Mykola Kvach posted 1 patch 3 months, 2 weeks ago
Patches applied successfully (tree, apply log)
git fetch https://gitlab.com/xen-project/patchew/xen tags/patchew/b44966513abc729f44795c0d5012e1c5fd106477.1752783296.git.mykola._5Fkvach@epam.com
config/Tools.mk.in                            |  1 +
m4/systemd.m4                                 | 14 ++++++++
tools/hotplug/Linux/systemd/Makefile          |  8 ++++-
.../Linux/systemd/xen-watchdog-sleep.sh       | 34 +++++++++++++++++++
4 files changed, 56 insertions(+), 1 deletion(-)
create mode 100644 tools/hotplug/Linux/systemd/xen-watchdog-sleep.sh
[PATCH v2] systemd: Add hooks to stop/start xen-watchdog on suspend/resume
Posted by Mykola Kvach 3 months, 2 weeks ago
From: Mykola Kvach <mykola_kvach@epam.com>

This patch adds a systemd sleep hook script to stop the xen-watchdog
service before system suspend and start it again after resume.
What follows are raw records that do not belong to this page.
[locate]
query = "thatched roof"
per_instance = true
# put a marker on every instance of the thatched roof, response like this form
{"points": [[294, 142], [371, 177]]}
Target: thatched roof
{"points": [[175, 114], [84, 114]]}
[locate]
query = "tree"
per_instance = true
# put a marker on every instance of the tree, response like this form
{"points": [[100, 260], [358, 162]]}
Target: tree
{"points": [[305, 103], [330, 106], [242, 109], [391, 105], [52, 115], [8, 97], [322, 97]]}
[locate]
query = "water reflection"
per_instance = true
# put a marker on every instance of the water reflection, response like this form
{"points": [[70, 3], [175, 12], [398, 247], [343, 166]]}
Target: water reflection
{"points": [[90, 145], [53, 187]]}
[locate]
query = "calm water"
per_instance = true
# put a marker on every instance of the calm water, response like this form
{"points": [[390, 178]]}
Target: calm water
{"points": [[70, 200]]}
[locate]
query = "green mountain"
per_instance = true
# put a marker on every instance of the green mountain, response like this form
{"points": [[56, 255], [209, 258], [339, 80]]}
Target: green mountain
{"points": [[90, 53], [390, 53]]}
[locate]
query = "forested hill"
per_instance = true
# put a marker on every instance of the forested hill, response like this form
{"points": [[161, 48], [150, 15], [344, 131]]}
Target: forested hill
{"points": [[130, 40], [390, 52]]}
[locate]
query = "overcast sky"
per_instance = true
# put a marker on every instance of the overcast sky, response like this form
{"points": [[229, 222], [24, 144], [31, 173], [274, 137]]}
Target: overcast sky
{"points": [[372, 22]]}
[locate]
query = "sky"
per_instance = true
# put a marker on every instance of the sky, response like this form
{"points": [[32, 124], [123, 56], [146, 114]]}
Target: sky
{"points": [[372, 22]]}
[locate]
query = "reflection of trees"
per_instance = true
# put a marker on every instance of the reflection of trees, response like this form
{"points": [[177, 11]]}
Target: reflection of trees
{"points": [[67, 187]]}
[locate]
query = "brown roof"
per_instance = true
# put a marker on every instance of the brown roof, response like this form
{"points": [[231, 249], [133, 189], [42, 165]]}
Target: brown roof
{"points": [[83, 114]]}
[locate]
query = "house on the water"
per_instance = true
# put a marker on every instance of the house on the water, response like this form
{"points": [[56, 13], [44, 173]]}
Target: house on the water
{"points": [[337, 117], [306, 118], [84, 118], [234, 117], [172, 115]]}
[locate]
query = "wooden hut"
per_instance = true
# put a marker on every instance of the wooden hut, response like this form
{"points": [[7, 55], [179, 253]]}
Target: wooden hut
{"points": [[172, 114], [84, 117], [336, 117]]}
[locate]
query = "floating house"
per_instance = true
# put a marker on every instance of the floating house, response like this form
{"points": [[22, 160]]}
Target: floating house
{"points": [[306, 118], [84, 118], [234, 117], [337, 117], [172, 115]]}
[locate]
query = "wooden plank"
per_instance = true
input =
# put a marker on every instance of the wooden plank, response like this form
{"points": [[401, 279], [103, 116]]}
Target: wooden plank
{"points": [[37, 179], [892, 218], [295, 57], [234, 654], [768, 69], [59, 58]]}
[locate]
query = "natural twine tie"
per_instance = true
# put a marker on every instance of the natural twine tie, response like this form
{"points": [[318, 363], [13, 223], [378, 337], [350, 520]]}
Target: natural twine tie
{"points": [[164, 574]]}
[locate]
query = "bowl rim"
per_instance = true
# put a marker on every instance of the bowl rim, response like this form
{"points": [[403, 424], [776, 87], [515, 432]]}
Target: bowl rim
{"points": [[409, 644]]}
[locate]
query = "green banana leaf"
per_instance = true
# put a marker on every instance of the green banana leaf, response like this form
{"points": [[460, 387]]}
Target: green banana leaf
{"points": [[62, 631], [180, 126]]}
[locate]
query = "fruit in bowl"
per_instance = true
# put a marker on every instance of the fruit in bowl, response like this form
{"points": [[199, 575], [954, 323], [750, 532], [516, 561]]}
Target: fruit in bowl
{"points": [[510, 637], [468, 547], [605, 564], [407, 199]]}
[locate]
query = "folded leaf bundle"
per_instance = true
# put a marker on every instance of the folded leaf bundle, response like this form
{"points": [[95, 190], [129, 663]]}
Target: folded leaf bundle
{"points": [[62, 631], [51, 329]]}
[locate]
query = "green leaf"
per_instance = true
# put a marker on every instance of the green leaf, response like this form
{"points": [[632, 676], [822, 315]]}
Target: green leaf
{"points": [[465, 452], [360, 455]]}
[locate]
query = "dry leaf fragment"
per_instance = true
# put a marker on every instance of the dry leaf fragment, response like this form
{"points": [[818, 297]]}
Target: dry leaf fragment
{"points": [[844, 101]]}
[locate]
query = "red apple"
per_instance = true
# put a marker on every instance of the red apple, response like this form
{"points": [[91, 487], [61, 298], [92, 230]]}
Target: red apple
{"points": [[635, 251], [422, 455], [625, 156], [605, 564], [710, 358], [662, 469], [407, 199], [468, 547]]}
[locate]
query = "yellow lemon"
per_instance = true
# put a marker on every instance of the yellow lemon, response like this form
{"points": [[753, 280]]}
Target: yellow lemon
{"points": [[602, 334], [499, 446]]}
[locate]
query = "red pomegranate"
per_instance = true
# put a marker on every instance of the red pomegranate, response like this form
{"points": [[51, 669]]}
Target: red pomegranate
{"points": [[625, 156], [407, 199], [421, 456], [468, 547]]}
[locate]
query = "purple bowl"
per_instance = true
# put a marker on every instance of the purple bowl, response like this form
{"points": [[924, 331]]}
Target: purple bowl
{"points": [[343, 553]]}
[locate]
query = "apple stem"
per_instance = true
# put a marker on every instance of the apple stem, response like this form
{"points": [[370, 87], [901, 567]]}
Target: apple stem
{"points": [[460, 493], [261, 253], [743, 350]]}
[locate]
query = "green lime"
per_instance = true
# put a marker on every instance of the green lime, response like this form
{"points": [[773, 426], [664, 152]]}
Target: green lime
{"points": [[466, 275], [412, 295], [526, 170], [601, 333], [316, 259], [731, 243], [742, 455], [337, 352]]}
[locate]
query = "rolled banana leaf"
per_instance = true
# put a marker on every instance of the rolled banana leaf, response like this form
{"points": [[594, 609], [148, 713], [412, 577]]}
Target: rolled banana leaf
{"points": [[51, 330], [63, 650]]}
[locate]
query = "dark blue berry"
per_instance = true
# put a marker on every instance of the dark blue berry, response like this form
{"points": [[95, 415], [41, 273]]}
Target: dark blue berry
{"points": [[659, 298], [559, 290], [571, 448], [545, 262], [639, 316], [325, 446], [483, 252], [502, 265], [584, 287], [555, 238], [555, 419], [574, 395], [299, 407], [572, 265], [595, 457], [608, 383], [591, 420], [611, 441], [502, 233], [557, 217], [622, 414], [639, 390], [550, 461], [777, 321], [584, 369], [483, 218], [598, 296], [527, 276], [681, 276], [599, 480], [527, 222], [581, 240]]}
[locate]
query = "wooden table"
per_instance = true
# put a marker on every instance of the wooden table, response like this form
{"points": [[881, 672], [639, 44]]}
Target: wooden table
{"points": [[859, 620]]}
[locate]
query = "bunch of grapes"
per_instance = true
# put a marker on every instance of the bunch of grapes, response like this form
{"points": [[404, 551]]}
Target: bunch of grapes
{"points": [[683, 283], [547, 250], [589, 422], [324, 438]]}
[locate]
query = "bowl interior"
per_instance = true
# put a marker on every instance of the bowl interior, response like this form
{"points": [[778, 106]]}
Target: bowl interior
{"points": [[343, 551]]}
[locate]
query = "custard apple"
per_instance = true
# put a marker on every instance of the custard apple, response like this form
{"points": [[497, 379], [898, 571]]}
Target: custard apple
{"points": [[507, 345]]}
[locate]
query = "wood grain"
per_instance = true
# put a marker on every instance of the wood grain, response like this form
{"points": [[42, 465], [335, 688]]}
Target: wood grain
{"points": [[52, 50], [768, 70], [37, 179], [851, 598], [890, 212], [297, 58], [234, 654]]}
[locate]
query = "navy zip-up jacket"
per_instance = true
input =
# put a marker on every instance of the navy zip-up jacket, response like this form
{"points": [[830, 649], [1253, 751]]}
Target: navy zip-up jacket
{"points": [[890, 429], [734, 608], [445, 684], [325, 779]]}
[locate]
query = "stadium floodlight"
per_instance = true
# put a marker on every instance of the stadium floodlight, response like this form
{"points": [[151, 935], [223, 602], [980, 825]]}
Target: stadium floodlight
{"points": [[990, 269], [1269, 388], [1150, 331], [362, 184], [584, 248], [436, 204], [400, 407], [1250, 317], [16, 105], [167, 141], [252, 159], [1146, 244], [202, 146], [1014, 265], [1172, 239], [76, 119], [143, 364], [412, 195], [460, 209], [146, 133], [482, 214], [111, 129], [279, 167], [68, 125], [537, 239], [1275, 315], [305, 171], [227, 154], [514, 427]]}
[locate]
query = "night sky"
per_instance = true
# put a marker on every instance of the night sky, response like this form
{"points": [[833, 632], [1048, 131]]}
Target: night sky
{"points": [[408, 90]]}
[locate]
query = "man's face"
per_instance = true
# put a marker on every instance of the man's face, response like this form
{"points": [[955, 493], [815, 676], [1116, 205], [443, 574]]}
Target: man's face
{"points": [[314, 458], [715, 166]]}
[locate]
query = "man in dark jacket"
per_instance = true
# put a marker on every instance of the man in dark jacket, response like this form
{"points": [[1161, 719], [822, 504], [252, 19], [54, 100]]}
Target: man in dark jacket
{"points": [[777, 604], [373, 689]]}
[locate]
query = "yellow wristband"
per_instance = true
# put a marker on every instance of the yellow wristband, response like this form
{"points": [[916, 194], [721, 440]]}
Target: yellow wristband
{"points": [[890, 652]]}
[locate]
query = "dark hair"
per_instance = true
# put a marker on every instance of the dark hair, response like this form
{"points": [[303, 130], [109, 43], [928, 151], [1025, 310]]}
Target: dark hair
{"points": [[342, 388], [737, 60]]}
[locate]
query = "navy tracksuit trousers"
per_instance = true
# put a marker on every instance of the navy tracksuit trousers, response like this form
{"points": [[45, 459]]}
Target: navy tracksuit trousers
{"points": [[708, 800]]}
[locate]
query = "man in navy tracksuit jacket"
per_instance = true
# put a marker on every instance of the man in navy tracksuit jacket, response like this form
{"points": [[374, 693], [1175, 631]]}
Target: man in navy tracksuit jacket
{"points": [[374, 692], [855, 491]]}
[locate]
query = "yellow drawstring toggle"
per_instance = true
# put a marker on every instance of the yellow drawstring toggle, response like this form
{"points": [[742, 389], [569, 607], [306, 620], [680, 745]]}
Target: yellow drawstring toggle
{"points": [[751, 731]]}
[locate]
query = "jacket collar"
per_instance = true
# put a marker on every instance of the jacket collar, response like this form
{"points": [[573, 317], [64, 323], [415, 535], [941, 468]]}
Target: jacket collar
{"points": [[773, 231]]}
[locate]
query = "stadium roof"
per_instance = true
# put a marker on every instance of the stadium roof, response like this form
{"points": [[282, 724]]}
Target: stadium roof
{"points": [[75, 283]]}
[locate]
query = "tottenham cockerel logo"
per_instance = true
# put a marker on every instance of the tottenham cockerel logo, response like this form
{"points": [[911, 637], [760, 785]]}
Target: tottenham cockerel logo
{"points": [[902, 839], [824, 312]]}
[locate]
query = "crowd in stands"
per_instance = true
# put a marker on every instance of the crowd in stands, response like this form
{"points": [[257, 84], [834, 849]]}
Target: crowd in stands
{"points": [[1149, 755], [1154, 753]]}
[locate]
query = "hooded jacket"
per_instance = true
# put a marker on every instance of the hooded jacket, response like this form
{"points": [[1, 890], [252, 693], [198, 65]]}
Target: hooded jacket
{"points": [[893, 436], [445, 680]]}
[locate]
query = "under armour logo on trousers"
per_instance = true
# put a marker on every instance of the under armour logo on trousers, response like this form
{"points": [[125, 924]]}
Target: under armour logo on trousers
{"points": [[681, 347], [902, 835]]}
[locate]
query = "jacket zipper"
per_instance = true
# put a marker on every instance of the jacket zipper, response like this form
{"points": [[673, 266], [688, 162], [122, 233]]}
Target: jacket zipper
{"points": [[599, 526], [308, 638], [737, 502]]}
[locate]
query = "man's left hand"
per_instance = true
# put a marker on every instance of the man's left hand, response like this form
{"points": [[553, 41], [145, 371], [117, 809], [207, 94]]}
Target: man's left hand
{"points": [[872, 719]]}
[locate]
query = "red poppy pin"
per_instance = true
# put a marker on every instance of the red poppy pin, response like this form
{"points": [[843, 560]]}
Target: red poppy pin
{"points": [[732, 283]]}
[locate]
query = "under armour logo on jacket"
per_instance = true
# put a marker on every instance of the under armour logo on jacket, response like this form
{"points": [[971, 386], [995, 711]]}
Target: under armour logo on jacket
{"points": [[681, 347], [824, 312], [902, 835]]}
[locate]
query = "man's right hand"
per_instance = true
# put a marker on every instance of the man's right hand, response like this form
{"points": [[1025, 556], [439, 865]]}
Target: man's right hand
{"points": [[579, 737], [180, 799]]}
Stopping the watchdog before a system suspend operation may look unsafe.
Let's imagine the following situation: 'systemctl suspend' does not
interact with the running service at all. In such a case, the Xen
watchdog daemon freezes just before suspend. If this happens, for
example, right before sending a ping, and Xen has not yet marked the
domain as suspended (is_shutting_down), the Xen watchdog timer may
trigger a false alert.

This is an almost impossible situation, because typically:
    ping time = watchdog timeout / 2

and the watchdog timeout is usually set to a relatively large value
(dozens of seconds).

Still, this is more likely with very short watchdog timeouts. It may
happen in the following scenarios:
    * Significant delays occur between freezing Linux tasks and
      triggering the ACPI or PSCI sleep request or handler.
    * Long delays happen inside Xen between the entrance to the sleep
      trigger and the actual forwarding of the sleep request further.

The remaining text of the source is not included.